Kuzey Ege’nin ova köyü Küçükköy son on yılda sanat ve kültür insanlarının yerleşim yeri haline geldi. Turizm değil, elbette kültür bu köyü ele alıp dantel gibi işleyebilir
Merhaba Kuzey Ege’nin ova köyü Küçükköy’den. Sarımsaklı sahiline beş dakika, Ayvalık’a on dakika uzaklıkta; gün batımının en özel noktalarından Şeytan Sofrası’na ise Sarımsaklı’dan da Ayvalık’tan da daha yakın.

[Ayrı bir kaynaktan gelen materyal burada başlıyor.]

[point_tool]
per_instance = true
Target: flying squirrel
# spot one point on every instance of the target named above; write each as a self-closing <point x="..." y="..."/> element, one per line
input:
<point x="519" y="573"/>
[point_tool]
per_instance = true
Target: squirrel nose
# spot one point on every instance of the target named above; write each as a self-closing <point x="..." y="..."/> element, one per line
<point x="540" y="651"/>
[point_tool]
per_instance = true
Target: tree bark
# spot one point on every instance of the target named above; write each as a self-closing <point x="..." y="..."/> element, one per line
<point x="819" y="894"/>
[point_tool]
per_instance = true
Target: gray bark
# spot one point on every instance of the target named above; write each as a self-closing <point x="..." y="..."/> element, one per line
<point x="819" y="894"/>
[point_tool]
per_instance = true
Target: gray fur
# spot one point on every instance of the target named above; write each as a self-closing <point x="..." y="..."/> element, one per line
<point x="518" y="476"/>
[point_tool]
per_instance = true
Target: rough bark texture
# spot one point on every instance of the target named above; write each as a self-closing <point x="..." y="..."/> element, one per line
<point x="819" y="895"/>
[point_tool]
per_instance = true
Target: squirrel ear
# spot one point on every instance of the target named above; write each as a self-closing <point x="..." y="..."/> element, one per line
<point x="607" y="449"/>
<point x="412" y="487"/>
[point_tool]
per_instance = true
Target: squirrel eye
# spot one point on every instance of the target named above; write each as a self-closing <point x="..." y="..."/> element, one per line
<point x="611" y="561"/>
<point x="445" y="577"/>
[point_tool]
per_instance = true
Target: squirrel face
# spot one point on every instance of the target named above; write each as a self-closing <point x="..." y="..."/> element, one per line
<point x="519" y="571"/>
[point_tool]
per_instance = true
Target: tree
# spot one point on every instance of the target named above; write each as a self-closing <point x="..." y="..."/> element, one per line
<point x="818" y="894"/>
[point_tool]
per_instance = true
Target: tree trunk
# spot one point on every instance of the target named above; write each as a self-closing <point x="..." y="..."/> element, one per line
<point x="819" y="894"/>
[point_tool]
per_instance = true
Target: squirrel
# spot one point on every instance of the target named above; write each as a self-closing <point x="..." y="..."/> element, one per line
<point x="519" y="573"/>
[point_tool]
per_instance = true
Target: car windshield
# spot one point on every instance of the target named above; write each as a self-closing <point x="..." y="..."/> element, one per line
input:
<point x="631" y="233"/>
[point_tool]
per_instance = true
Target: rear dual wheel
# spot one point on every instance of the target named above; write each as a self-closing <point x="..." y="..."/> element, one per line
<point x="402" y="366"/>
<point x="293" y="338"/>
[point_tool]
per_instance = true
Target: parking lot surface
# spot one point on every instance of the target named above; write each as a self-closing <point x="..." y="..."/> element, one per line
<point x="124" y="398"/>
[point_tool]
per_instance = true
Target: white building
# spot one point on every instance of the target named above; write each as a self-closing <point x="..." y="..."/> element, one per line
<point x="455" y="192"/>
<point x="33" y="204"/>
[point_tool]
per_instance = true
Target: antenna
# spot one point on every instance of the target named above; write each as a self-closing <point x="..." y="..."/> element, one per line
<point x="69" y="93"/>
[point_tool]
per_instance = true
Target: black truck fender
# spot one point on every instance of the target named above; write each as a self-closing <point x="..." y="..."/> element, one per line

Fatih Sultan Mehmet’in 1462’de Midilli Adası’nı Cenevizlilerden alması 28 gün sürer ve bu sırada Osmanlı ordusunun askerî gücü yeniçerilerin bir ortası (bölüğü), Midilli’nin karşısındaki şimdiki adıyla Küçükköy’de otağ kurar. Rumlar, daha sonraları buraya, “yeniçeri evi/yeri” anlamına gelen “Yeniçarohori” derler. “93 Harbi” diye bilinen 1877-78 Osmanlı Rus Savaşı’nda, Balkanlar’da kaybedilen topraklardan sonra göç eden Müslüman Boşnak nüfusun bir bölümü Ayvalık ve civarına yerleşir. Böylece Rum ile Boşnak kültürü zamanla iç içe girmeye başlar. 1912-13 Balkan Savaşı’nda alınan ağır yenilgiden sonra ise daha kalabalık bir Boşnak göçmen topluluğu köye ve Sarımsaklı kıyı boyuna yerleşir. Mübadelede köyden ayrılan Rumlardan sonra nüfusunun tamamı Boşnaklardan oluşan bir köy olarak günümüze kadar gelir.
Çift başlı kartal
Kıyı, dağ ve ova köyleri arasında köy gibi kalabilen çok az köy var Anadolu’da. Yeri geldiğinde her zaman ifade ettiğim gibi günümüzde ne şehirler şehir ne kasabalar kasaba ne de köyler köy gibi… Beton yığınlarıyla doldurulmanın yanı sıra tarım, hayvancılık ve bahçecilik ağırlıklı ekonomisinden uzaklaşan köyler, kimliklerini de kaybetmiş durumda. Ancak Küçükköy bir istisna...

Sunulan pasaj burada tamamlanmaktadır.